Il "menacerait l'intégrité constitutionnelle du Royaume-Uni en créant une frontière douanière et réglementaire en mer d'Irlande et aucun Premier ministre britannique ne l'acceptera", a-t-elle averti.
Dans son projet de traité, Bruxelles propose la mise en place d'"un espace règlementaire commun" incluant l'UE et l'Irlande du Nord, "sans frontières intérieures", au cas où aucune autre solution satisfaisante ne serait proposée par le Royaume-Uni.
Pour Michel Barnier, ce scénario permettrait de maintenir un "alignement complet avec les règles du marché unique et de l'Union douanière sur lesquelles (...) sont fondées la coopération Nord-Sud, l'économie de l'île toute entière et la protection de l'Accord de paix" pour l'Irlande du Nord de 1998, qui a mis fin à un conflit sanglant.
"Je ne cherche à provoquer personne. Je connais l'ordre institutionnel ou constitutionnel du Royaume-Uni, et nous devons tous le respecter", a affirmé le Français. "Nous essayons de manière pratique et pragmatique dans le cadre des lois de trouver des solutions", a-t-il plaidé.
Le texte publié mercredi doit encore être discuté entre les 27, avant d'être soumis au gouvernement britannique, avec lequel un nouveau cycle de négociations a été programmé la semaine prochaine.
Le document prévoit aussi les règles de la transition souhaitée par le Royaume-Uni après son départ programmé fin mars 2019, afin d'éviter les dégâts d'une séparation brutale, en attendant que soient conclus des accords commerciaux entre les deux parties.
Il reste sur cette transition des "divergences importantes", a souligné M. Barnier, répétant qu'elle n'était pas acquise pour Londres et qu'elle devrait s'achever au plus tard le 31 décembre 2020.
Le Royaume-Uni a convenu qu'il devrait appliquer toutes les règles actuelles de l'UE pendant cette période. Mais il "souhaite toujours traiter moins favorablement (...) les citoyens qui seront arrivés au Royaume-Uni pendant la transition, par rapport à ceux arrivés avant la transition", a déploré le négociateur européen.
Un autre point de discorde important concerne le rôle de la Cour de justice de l'UE (CJUE) dans l'arbitrage d'éventuels litiges sur l'interprétation de l'accord de retrait, y compris la question de son règlement financier.

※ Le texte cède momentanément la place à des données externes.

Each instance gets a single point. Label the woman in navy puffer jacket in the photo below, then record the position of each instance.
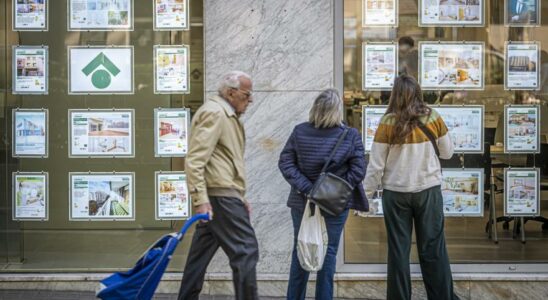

M. Barnier a rappelé qu'un accord complet avec Londres devrait être trouvé d'ici "l'automne prochain" pour laisser le temps nécessaire aux procédures de ratification prévues des deux côtés.
Le traité de retrait devra être accompagné d'une "déclaration politique" traçant les contours de la nouvelle relation commerciale entre les deux parties.
Mais les négociations n'ont pas encore formellement débuté sur ce point, et les Européens reprochent aux Britanniques de tarder à formuler leurs souhaits, sur fond de divisions au sein de la majorité conservatrice.
Theresa May doit justement prononcer aujourd’hui vendredi un discours attendu sur le partenariat post-Brexit qu'elle vise, tandis que les 27 adopteront leurs propres axes de négociation sur ce point lors d'un sommet en mars à Bruxelles.